Ohman was certainly clever, though. Near the house is a cistern Ohman built to collect water, with a homemade charcoal filter. The Ohmans, by necessity, were terrific engineers—they could make almost anything. Most experts have been stymied by Ohman. “I cannot suggest a credible scenario for the creation of the runestone during the 1890s without implicating Olof,” Henrik Williams told me. “Yet for scientific reasons”—the use of a dialect in the runes that likely would have been foreign to Ohman—“I cannot accept that he would have been the author.”

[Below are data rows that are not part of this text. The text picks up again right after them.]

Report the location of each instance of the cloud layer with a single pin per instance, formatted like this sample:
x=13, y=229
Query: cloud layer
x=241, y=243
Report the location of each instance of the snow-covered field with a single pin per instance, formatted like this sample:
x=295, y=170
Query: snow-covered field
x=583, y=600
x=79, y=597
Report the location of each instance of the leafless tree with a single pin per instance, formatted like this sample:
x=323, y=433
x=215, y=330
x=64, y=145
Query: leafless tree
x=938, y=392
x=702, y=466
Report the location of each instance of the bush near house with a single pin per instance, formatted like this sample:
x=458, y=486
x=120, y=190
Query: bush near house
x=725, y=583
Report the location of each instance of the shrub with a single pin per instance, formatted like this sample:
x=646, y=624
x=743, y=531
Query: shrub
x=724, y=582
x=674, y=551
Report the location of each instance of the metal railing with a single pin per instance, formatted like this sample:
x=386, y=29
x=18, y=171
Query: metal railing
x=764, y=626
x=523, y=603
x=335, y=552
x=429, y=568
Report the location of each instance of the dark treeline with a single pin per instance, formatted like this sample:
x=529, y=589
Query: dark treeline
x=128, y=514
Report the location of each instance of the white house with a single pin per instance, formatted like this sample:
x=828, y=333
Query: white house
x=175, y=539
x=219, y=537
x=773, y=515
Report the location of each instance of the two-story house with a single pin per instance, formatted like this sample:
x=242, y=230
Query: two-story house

Wolter has never doubted his theories. For a moment, standing near the farmhouse and imagining medieval men in white robes with red crosses running around these hills, he pulls back: “The Templar stuff, of course, is speculation. I think I’m right—I know I’m right—I just can’t prove it yet.” But his forensic work, he believes, is different. “Rocks don’t have agendas,” he says. “Rocks tell the truth.”

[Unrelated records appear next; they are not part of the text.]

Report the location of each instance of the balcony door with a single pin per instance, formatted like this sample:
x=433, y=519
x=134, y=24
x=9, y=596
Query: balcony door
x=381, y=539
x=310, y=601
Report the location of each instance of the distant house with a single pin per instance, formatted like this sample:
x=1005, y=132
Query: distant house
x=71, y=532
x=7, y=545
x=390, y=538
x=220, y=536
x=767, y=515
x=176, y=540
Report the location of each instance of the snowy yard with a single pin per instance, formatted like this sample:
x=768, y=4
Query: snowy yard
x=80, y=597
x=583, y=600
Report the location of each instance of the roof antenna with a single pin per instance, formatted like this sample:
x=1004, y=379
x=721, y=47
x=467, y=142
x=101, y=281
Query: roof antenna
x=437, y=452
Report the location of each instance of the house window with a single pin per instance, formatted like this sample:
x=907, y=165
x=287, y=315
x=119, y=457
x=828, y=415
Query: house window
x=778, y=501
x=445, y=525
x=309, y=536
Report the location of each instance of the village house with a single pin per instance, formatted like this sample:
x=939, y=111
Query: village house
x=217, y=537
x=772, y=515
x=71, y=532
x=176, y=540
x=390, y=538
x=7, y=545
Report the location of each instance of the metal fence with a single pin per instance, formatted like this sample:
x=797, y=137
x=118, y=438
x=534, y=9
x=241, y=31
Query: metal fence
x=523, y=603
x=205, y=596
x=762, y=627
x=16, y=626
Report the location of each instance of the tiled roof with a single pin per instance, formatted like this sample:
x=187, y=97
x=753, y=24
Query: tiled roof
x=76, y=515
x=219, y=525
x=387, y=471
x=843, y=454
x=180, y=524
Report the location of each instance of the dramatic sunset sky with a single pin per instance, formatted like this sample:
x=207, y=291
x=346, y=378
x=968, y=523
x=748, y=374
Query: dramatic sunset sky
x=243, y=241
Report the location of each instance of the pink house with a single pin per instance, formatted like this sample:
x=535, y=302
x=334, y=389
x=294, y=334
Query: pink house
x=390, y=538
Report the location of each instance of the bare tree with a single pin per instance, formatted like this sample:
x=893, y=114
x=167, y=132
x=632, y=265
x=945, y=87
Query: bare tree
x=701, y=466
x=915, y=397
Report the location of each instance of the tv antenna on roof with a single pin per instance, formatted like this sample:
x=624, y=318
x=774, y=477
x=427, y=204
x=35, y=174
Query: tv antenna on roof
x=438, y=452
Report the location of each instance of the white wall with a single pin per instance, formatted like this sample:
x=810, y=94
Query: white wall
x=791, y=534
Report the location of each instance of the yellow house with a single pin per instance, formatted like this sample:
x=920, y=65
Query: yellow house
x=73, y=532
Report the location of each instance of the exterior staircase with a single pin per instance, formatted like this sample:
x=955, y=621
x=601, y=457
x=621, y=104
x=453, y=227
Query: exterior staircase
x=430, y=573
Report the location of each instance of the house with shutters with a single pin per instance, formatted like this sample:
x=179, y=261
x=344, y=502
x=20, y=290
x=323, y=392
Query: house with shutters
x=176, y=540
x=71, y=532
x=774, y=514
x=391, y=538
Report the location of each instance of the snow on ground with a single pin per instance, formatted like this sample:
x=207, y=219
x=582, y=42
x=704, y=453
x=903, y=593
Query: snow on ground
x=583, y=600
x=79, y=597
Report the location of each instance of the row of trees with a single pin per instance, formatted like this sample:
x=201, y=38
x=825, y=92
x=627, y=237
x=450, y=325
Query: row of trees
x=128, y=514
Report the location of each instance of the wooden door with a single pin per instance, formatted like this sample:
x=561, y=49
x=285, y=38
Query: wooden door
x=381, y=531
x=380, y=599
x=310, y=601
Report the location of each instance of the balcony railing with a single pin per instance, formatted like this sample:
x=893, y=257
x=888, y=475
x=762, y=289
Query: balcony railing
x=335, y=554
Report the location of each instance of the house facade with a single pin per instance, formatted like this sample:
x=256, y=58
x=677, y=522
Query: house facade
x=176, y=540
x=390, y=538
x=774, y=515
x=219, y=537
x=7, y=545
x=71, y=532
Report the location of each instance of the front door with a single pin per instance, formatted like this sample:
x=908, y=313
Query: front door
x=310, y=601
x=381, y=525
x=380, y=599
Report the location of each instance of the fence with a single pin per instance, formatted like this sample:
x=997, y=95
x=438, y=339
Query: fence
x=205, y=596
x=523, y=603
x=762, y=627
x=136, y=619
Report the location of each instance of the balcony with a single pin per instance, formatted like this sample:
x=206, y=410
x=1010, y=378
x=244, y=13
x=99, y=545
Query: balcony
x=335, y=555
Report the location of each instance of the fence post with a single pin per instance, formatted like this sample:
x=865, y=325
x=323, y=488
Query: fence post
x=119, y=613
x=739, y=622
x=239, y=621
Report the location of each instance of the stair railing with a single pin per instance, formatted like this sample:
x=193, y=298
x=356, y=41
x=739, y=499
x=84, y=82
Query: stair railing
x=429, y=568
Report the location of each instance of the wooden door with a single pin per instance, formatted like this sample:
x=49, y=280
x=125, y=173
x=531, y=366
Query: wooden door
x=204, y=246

With the case closed, as far as Wolter is concerned, he’s already moved on. On the drive home from the farm, he asks me, “Have you heard of the Bat Creek Stone?” It’s another disputed artifact, found in Tennessee, that some say is a hoax and others claim, because of its paleo-Hebrew inscription, is evidence of ancient Jews in America. It will be the focus of his next television documentary. “Buckle up, baby,” Wolter tells me. “When this hits the fan, it’s going to make the runestone look like a footnote.” 
 

This article has been revised to reflect the following change: The original “Runestone Cowboy” article contained recollections of the events that resulted in the removal of Dr. Henrik Williams’ photograph from the Runestone Museum. Since publication of the original article, Dr. Williams and several professional colleagues have contacted Minnesota Monthly regarding their recollection of those same events. Given the disparity between the recollections of persons present at the time, the paragraph describing those events has been removed from the online version of story.

Tim Gihring is a senior editor for Minnesota Monthly.